Bir Nefeslik Umut İçin


“Sen kapa gözlerini sevgilim…
Ben okumalıyım sana, yazdıklarımı değil; yazamadığım binlerce kelimeyi…”

Aldığı uzun nefesler kaburgasına daha çok batıyordu bu gece. Bu yüzden kısa nefeslerle şarkısını bitirdi.  Aslında dün akşam kopardığı gitar teline, parmakları bu sefer hiçbir şarkıda basmamıştı. Bunun farkındaydı ve asla vazgeçtiklerinin notasına bundan sonra basmayacaktı.  Son şarkısında yaşadıklarının kapısını ittirerek acısının son öğününü yedi ve gitarını başka parmaklara emanet ederek bir gece yarısı bu şehri terk etti.

Uzun süre haber alınamadı kendisinden. Hangi şehrin yabancısı olduğundan kimsenin haberi yoktu. Ta ki onun bir dergi için yazdığı yazıya rastlayana dek…

“Sen kapa gözlerini sevgilim…

Ben okumalıyım sana, yazdıklarımı değil; yazamadığım binlerce kelimeyi

Üzgünüm hala…

Biz nasıl geldik bu uçuruma? Bütün cesaretsizliklerim dilimin ucuna da gelse atlardım seninle yine o uçuruma biliyor musun?  Çakıl taşları topladı avuçlarım yokluğunda ama ben hep pamuk şekeri tadında hatırladım yaşadıklarımızı.

Güneş Mahallesi, Bulut Sokak, Menekşe Apartmanı,  kat /2, daire/3 Heybeliada /İstanbul idi adresim.

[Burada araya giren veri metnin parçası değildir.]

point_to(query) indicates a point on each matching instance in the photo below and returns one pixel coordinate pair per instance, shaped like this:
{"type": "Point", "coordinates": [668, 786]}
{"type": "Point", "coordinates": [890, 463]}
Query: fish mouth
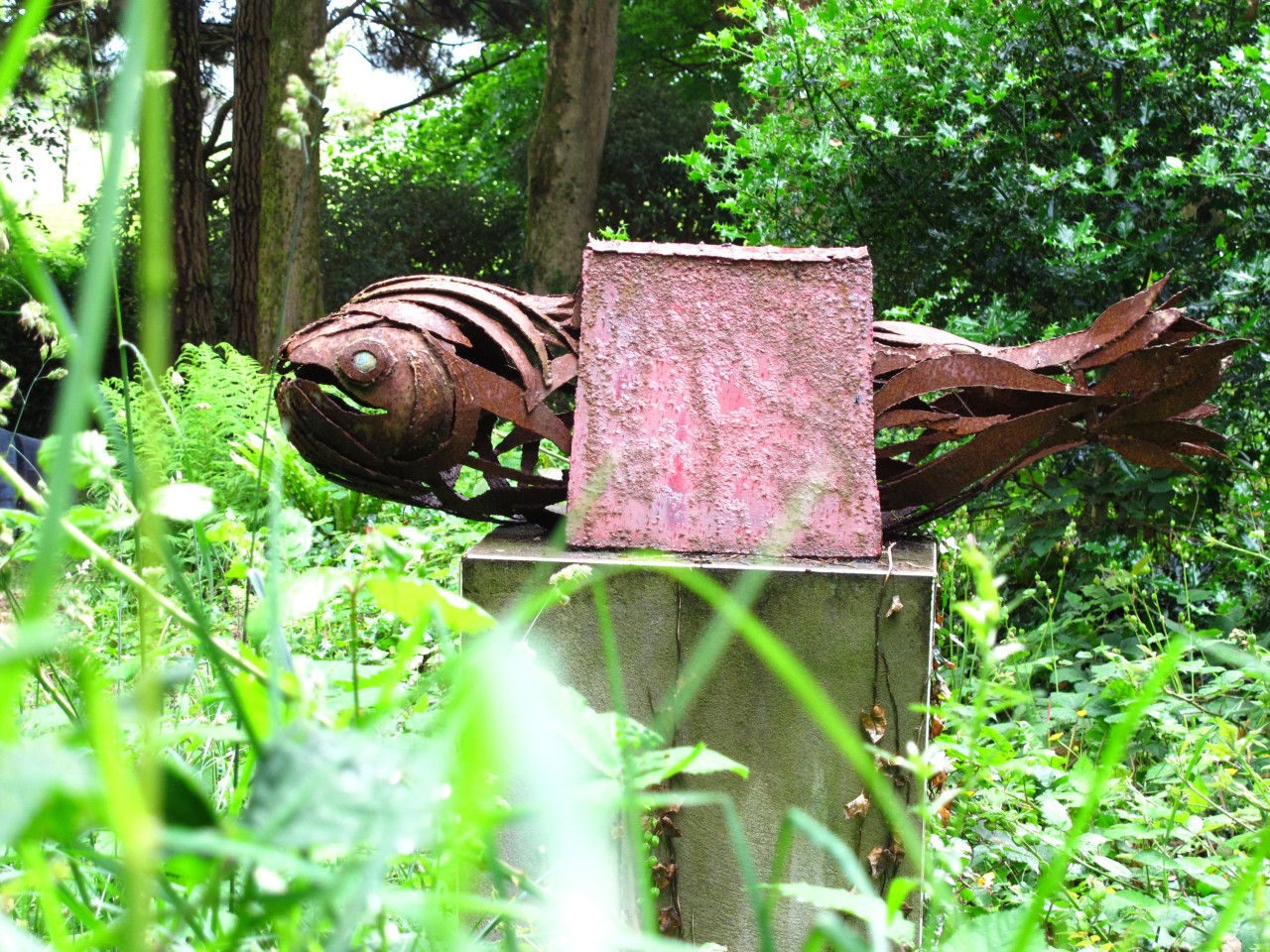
{"type": "Point", "coordinates": [325, 391]}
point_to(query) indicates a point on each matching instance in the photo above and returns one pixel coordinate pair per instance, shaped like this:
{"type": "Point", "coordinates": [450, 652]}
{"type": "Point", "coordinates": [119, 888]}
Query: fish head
{"type": "Point", "coordinates": [367, 402]}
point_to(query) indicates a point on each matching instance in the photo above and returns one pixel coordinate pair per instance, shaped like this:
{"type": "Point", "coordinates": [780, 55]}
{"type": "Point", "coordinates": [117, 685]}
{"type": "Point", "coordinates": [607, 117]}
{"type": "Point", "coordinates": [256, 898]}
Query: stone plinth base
{"type": "Point", "coordinates": [829, 613]}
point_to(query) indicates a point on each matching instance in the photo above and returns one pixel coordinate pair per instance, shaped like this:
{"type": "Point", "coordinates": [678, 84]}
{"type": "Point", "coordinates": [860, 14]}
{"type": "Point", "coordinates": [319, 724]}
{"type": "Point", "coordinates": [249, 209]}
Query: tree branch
{"type": "Point", "coordinates": [340, 16]}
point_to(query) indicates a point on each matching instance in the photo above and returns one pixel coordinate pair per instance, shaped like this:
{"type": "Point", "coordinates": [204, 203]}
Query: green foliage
{"type": "Point", "coordinates": [1052, 158]}
{"type": "Point", "coordinates": [185, 421]}
{"type": "Point", "coordinates": [1030, 740]}
{"type": "Point", "coordinates": [19, 347]}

Yani senin kokunun, yüzünün tam karşısı.

Gidemedim senden… 

Kapı aralığından izledim hep sensizken hayallerimi. Yaşamak iyi gelmedi bana ama sabrettim çünkü senden habersiz seni kalbime hep iltica ettirerek yaşadım.”

Okuduğunda hayreti yorgun düştü ve eli ayağı tutmadı bir an adamın. Hiçbir nefesi birbirine uymuyordu pişmanlığından. Evinin penceresine koştu hemen. Kurtulma ümidi kalmayan birinin çaresizliğiyle araladı perdesini ve kötü yola düştü düşünceleri bir an.  “Bilmiyordum.” dedi.  Ben hiç bu kadar sevilmedim ki!..

Perdeyi kapattı adam.  Açık ve kanamaya başlayan yarasıyla koşmaya başladı karşısındaki apartmana.  Aklını en uzak ülkelere kaçırdığını sandı sonrasında geri çağırdı. Cümlelerini tek tek dualarıyla uğurlayıp kat2, daire/3 ün zilini çaldı, çaldı, çaldı… Kapı açılmadı. Asırlık bir üzüntü duydu o an. Tam gitmeye hazırlanırken bir kapı açıldı yanında. Bir zarf uzattı yaşlı bir kadın: ‘’Geleceğini biliyordu ve bunu sana bıraktı, bana eğer bir adam kapıma gelirse bunu ona ver sen onu üzüntüsünden tanırsın dedi sonra da gitti.’’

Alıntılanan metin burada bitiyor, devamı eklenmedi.